For the first one, \(\displaystyle \frac{8}{\sqrt{60}\), I assume you want to simplify it?
Well, \(\displaystyle \sqrt{60} = \sqrt{4\cdot15} = \sqrt{4}\cdot\sqrt{15} = 2\sqrt{15}\), so you end up with \(\displaystyle \frac{4}{\sqrt{15}}\)
Note that the radical, \(\displaystyle \sqrt{blah}\) denotes to the positive square root (of "blah").
For the second one, you have written the question fine (well, it's unambiguous, anyway).
-3(4x - 9)^2 + 5 = -3
Move that 5 to the right-hand side by subtracting both sides by 5:
-3(4x - 9)^2 = -8
Divide both sides by -3:
\(\displaystyle (4x - 9)^2 = \frac{8}{3}\)

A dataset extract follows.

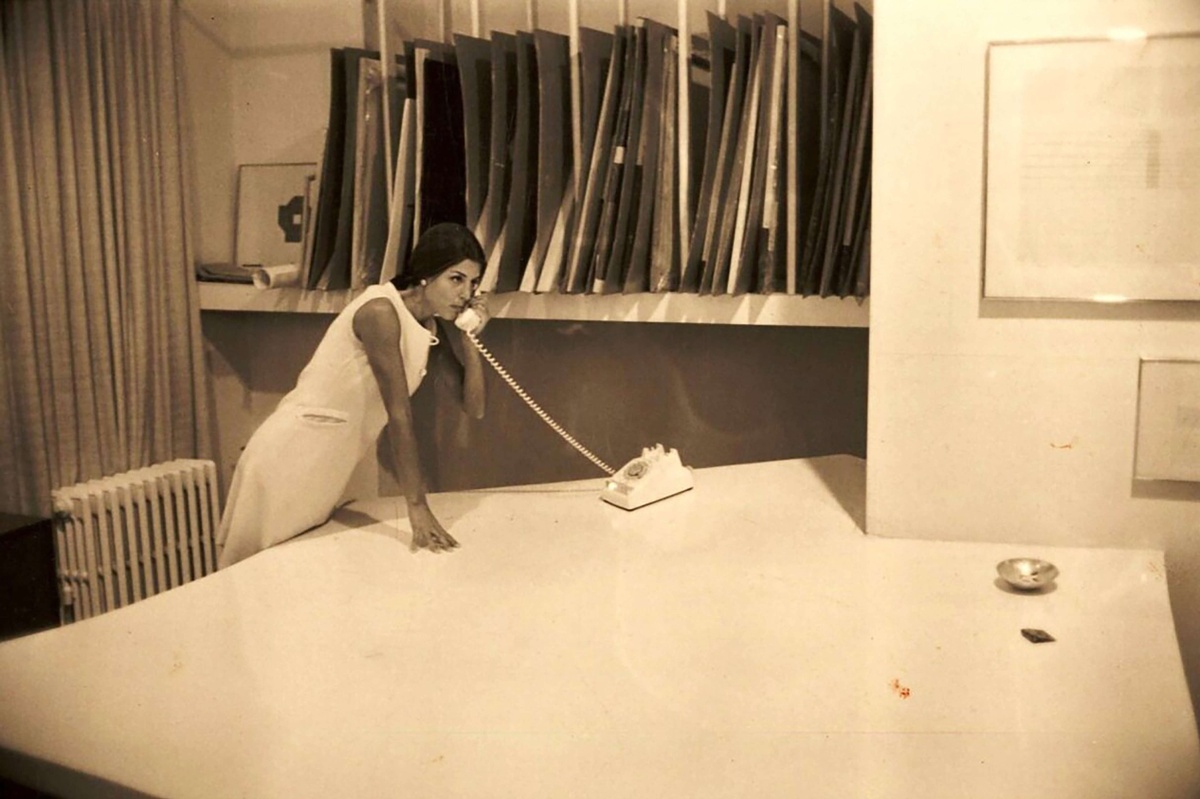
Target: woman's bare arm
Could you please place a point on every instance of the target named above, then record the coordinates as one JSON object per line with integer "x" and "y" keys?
{"x": 378, "y": 329}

Take square roots of both sides:
\(\displaystyle 4x - 9 = \pm \sqrt{\frac{8}{3}}\)
Move the -9 to the right-hand side:
\(\displaystyle 4x = 9 \pm \sqrt{\frac{8}{3}}\)
Divide both sides by 4:
\(\displaystyle x = \frac{9 \pm \sqrt{\frac{8}{3}}}{4}\)

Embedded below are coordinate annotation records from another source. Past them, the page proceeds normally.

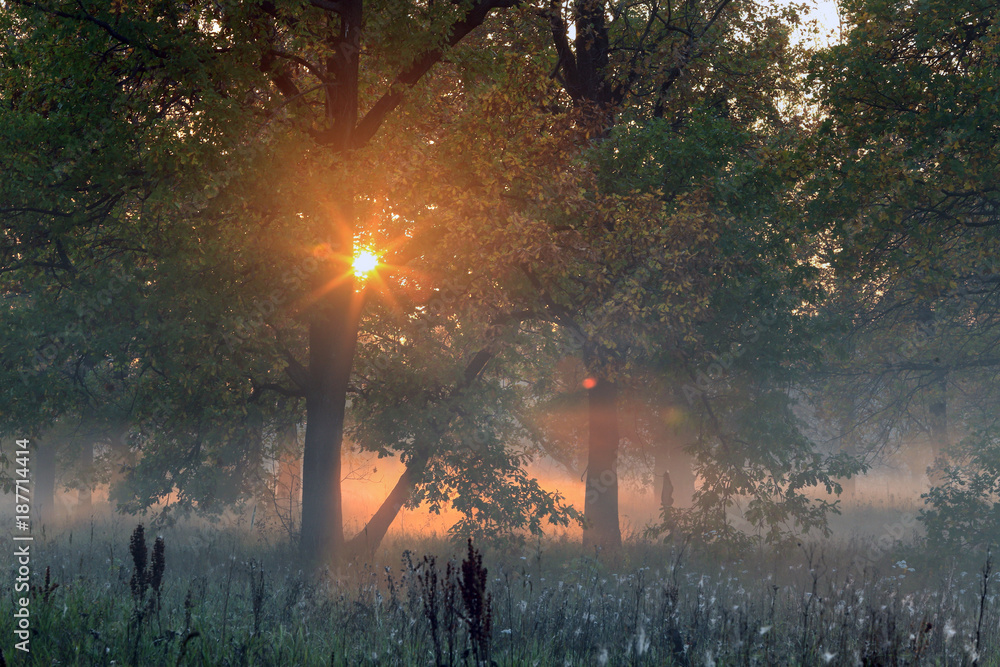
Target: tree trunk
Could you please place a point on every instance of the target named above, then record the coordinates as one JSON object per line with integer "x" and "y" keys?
{"x": 600, "y": 508}
{"x": 938, "y": 410}
{"x": 43, "y": 469}
{"x": 370, "y": 538}
{"x": 289, "y": 486}
{"x": 85, "y": 495}
{"x": 332, "y": 343}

We can pay around with the radicals:
\(\displaystyle \sqrt{\frac{8}{3}} = \frac{\sqrt{8}}{\sqrt{3}}\)
\(\displaystyle = \frac{\sqrt{4\cdot2}}{\sqrt{3}} = \frac{2\sqrt{2}}{\sqrt{3}}\)
And you end up with:
\(\displaystyle x = \frac{9}{4} \pm \frac{\sqrt{2}}{2\sqrt{3}}\)
Your version of the provided answer, I think, translates to:
\(\displaystyle \frac{9 \pm 2\sqrt{3}}{4}\)
... so perhaps something was lost in translation?
Edit: Looking at my answer, I think it would be best to rationlise the denominator:
\(\displaystyle \frac{\sqrt{2}}{2\sqrt{3}} \cdot \frac{\sqrt{3}}{\sqrt{3}} = \frac{\sqrt{6}}{6}\)